エイジを育てておけば、あいつならまず間違いなく、僕の言いつけをよく守るし、自分の器もちゃんと理解している。欲に目をくらますことなく、無茶はせず、仲間を守ることを優先してくれるだろう。あいつが育ってくれれば、僕が死んでも、グランローズマリーは問題はない。今ほどの急成長は望めなくなるだろうが、そこそこの企業として、やっていけるはず――
僕は、自分が死ぬ時のために、エイジを利用しているのだ。
僕の今の行動全てが、自分のため――自分の死のための布石に直結している。
そして今日も、財界の人間に、その種を蒔いた。
僕の体も、順調に日々の酷使によって蝕まれている。
――まあ、今日は僕の目的のためには、割と有意義な日になったのだろうな。
あとはこのダンスを適当に済ませて、レナをそのまま家に送り届ければ……
「――あの、サクライさん」
ふと、ダンスの最中に、目の前の僕にしか聞こえないような声で、レナが僕に囁いた。
「このダンスが終わったら、私、サクライさんと二人きりになりたい……」
「え?」
「パーティーを抜け出して、どこかに行きましょうよ」
「……」
「どこか、静かなところへ、行きたい……」
「……」
――やばい。僕に堕ちた?
あのキスを、このお嬢様、本気にしたのか?
察しろよ……ガキじゃないんだ。キスが恋愛感情以外では成り立たないなんて思っているんじゃない。あの程度、どうってことないことじゃないか。
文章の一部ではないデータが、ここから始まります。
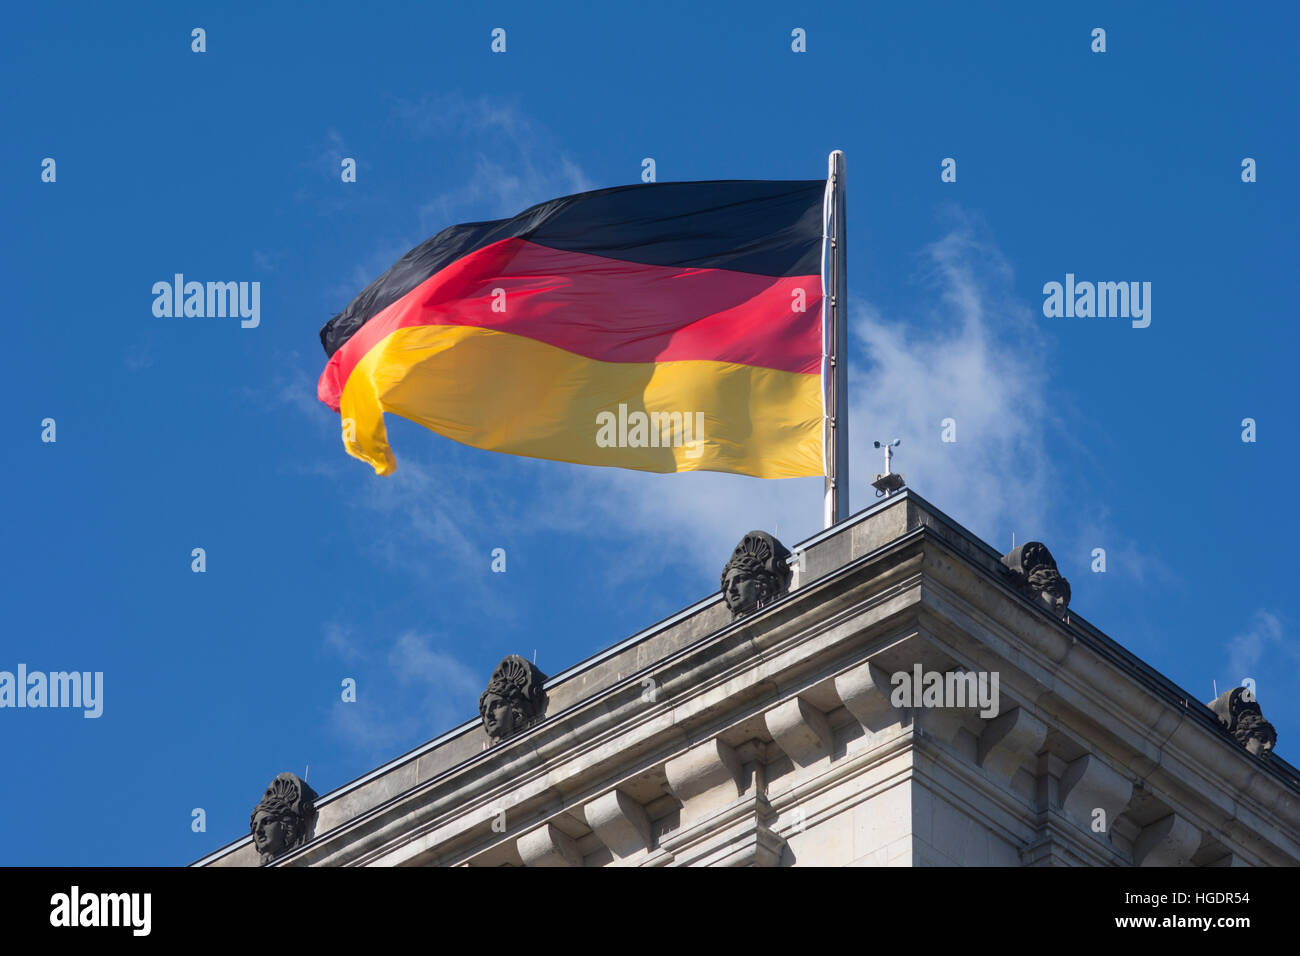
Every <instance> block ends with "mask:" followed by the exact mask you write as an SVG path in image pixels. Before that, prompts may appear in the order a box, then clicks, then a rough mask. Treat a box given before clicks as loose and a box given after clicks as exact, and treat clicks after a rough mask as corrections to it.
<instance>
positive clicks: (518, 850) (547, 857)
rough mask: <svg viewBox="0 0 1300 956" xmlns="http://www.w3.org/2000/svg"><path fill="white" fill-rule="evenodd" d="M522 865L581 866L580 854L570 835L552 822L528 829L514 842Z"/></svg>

――まあ、仕方ないか。面倒だが、自分の取った行動のツケだ。
適当に付き合って、いつもどおりに帰せばいい。
いつだってアイドルや女優に、そうやって接しているのだ。今回もそれで、問題ない。
僕は女と馴れ合うことはない。
今も痛む、この左腕の疼きがある限り、それは絶対に出来ないんだ。